Word: Give Santorum a beard and he'd be happy in Israeli politics

Chemi Shalev, Haaretz - Though there is clearly “a difference of sky and earth”, as the Hebrew saying goes, between the U.S. and Israel, America’s so-called “culture wars”, such as those that have erupted in presidential politics in recent weeks, can sometimes make an Israeli feel right at home. The Republican battle cry that the Obama Administration is waging a “war on religion”, for example, is standard operating procedure for Israel’s ultra-Orthodox political parties.

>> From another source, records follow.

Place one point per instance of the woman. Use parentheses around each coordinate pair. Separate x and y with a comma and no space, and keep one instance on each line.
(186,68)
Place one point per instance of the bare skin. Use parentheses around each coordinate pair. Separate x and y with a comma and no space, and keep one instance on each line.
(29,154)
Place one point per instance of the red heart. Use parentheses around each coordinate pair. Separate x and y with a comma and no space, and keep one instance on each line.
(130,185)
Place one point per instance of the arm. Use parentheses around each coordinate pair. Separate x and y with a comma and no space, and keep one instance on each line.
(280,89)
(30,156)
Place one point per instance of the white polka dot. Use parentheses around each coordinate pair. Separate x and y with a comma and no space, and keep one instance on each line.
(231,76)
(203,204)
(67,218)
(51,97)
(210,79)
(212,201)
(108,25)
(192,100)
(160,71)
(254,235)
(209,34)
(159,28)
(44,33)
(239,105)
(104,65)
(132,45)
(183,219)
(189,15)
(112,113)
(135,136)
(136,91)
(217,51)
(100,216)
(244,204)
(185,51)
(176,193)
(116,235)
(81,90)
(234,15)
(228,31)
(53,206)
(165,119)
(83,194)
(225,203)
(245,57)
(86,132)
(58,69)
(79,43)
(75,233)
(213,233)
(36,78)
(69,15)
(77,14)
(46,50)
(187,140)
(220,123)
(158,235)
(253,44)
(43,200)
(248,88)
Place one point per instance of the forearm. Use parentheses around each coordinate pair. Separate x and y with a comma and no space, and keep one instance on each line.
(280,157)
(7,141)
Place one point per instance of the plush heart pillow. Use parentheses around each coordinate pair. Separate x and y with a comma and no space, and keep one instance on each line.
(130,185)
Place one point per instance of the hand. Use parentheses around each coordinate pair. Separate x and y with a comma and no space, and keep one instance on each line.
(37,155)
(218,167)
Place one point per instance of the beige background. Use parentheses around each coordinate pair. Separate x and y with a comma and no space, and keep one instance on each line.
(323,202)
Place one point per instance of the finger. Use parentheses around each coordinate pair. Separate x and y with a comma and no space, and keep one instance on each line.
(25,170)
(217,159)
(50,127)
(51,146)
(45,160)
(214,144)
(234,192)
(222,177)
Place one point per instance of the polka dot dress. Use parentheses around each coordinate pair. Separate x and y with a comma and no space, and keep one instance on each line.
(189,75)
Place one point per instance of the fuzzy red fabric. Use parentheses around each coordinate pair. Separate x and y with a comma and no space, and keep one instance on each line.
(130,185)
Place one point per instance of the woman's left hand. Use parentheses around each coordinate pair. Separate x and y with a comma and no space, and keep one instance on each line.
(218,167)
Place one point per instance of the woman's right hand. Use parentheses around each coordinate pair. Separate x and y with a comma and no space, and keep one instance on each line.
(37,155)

Hardly a day goes by without an ultra-Orthodox rabbi, leader or pundit circling the wagons and drumming up support by claiming that one secular politician or another – especially if his last name is Lapid - is waging a “war on Judaism” or “war on the haredim”. And in recent days, if you close your eyes, listen to his words and conjure him with a beard and a traditional Orthodox shtreimel (fur hat) on his head, one might easily cast Republican frontrunner Rich Santorum as a leader of an Israeli ultra-Orthodox party rather than the devout Catholic that he is.

Santorum’s views on contraception (wrong), abortion (never), gay marriage (no different than polygamy), homosexual relations (akin to bestiality, and traditionally punishable by death, according to the Book of Leviticus) are not much different, and, in some cases, perhaps slightly more rigid, than most Haredi politicians in Israel. Santorum’s opposition to Federal and State intervention in school education is already being immaculately implemented in Israel’s so-called “Independent” school system, in which religious studies are predominant and very little “secular” studies – such as math or the sciences – are allowed to get in the way. Santorum’s skepticism about evolution, which he tried to translate into law in 2001 when he was the Senator from Pennsylvania, would be par for the course in ultra-Orthodox circles, where one wouldn’t dare to mention the name Darwin, even in dreams.

On the other hand, and contrary to some of his Republican rivals who champion “states’ rights”, Santorum sees nothing wrong with federal legislation of “family values”, just as Israel’s religious parties have relied on Knesset laws to regulate issues ranging from marriage and divorce through working on the Sabbath all the way to pig farming. And Santorum’s reference to Obama’s “phony theology” is par for the course for haredi politicians who routinely describe Zionism as a “phony religion”.